Bab 6722 Kebangkitan
Selamat datang, para pembaca setia, mari kita selami bab terbaru yang penuh intrik dan kejutan!
- Kematian tak terduga Jin Wuhao yang membuat David merasa menyesal.
- Dominasi Zi’er yang mutlak, membungkam para kultivator ilahi dan iblis.
- Munculnya cahaya keemasan misterius dan bertekanan luar biasa setelah kematian Jin Wuhao.
Siapkah Anda menyelami intrik terpanas di dunia novel web Indonesia?
David mengepalkan tinjunya, sedikit rasa kesal terpancar di matanya.
Dia awalnya bermaksud agar Jin Wuhao melepaskan Wan Jianxing sebelum Jin Wuhao meninggal.
Namun Jin Wuhao meninggal begitu saja, dan semuanya sudah terlambat.
Zi’er menyarungkan pedang panjangnya, menoleh, menatap David, dan bertanya dengan sedikit keraguan di matanya, “Tuan Muda Chen, ada apa?”
David menggelengkan kepalanya dan menghela napas, “Sudahlah sudah terlambat.”
Zi’er tidak mengajukan pertanyaan lagi. Dia hanya menyarungkan pedangnya dan berbalik untuk melihat para dewa dan iblis yang masih ter bewildered.
Tatapannya menyapu kerumunan seperti pisau, suaranya dingin dan jelas: “Jin Wuhao sudah tewas. Siapa lagi yang ingin bertarung?”
Tidak ada yang menjawab.
Para kultivator ilahi berdiri terpaku di tempat seolah-olah mereka telah kehilangan jiwa mereka, artefak magis mereka jatuh ke tanah satu demi satu, menimbulkan suara dentingan dan gemuruh yang sangat mengganggu di lembah yang sunyi itu.
Para kultivator iblis itu bahkan tidak berani mengangkat kepala mereka, meringkuk di tanah sambil gemetar. Beberapa bahkan roboh ke tanah, tidak mampu berlutut sekalipun.
Bahkan Dewa Emas Luo Agung pun tak ada apa-apanya dibandingkan wanita berbaju ungu ini. Apa bedanya mereka naik ke sana dan mengirim diri mereka sendiri ke kematian?
Jiang Xuelan diam-diam menggenggam tangan David; telapak tangannya dingin sekali dan sedikit gemetar: “Apakah ini sudah berakhir?”

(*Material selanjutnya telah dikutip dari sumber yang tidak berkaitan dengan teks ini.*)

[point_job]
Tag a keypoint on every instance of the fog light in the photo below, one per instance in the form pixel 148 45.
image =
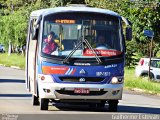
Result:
pixel 42 78
pixel 47 90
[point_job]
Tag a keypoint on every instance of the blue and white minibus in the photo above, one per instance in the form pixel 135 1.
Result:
pixel 76 54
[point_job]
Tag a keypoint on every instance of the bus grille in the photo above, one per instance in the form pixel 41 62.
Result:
pixel 69 92
pixel 79 79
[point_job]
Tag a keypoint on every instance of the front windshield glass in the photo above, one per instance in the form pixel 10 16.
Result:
pixel 62 33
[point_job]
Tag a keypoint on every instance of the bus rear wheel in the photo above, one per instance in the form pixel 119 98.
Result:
pixel 113 104
pixel 44 104
pixel 35 100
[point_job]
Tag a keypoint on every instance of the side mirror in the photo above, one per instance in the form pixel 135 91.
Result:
pixel 128 33
pixel 35 30
pixel 35 33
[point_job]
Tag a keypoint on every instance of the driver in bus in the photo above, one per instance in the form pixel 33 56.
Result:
pixel 101 42
pixel 50 45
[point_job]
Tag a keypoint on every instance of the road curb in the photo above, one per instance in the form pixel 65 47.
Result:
pixel 15 67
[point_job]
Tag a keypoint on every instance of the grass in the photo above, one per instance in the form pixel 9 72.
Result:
pixel 12 60
pixel 133 82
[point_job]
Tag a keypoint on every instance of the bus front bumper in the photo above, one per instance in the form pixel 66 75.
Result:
pixel 67 91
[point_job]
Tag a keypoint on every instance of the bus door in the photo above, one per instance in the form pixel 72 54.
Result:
pixel 32 58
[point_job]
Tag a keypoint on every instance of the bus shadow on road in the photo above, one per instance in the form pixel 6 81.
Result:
pixel 11 81
pixel 121 109
pixel 15 95
pixel 138 109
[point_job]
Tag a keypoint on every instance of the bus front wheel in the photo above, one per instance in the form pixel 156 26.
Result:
pixel 44 104
pixel 35 100
pixel 113 104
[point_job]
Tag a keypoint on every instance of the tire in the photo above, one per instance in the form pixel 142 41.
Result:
pixel 35 100
pixel 113 105
pixel 101 105
pixel 44 104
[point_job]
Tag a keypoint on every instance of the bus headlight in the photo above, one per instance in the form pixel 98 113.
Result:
pixel 45 78
pixel 117 80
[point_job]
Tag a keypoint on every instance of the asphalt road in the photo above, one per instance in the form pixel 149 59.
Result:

Tepat ketika David hendak mengangguk, perubahan tiba-tiba terjadi.
Cahaya keemasan turun dari langit, seperti cahaya ilahi yang melesat dari kedalaman kehampaan di luar sembilan langit, menembus dua puluh langit dan mendarat langsung di atas mayat Jin Wuhao.
Cahaya itu sangat menyilaukan, seperti matahari sungguhan yang turun ke bumi, menerangi seluruh lembah seolah-olah siang hari.
Cahaya keemasan itu mengandung tekanan yang sangat menakutkan, tekanan yang jauh melebihi aura Dewa Abadi Emas Luo Agung milik Gagak Emas Hao, seolah-olah berasal dari dimensi yang lebih tinggi, membuat orang gemetar dari lubuk jiwa mereka.
Semua orang dibutakan oleh semburan cahaya yang tiba-tiba itu.
David tanpa sadar mengangkat tangannya untuk menutupi matanya, dan Jiang Xuelan juga menoleh ke samping, mata birunya yang sedingin es terasa perih oleh cahaya keemasan dan air mata menggenang di matanya.
Zi’er sedikit mengerutkan kening. Tatapannya menembus cahaya keemasan dan tertuju pada mayat Jin Wuhao. Untuk pertama kalinya, secercah keseriusan muncul di matanya yang biasanya dingin.
Mayat Jin Wuhao perlahan terangkat dalam cahaya keemasan, seolah diangkat oleh tangan yang tak terlihat.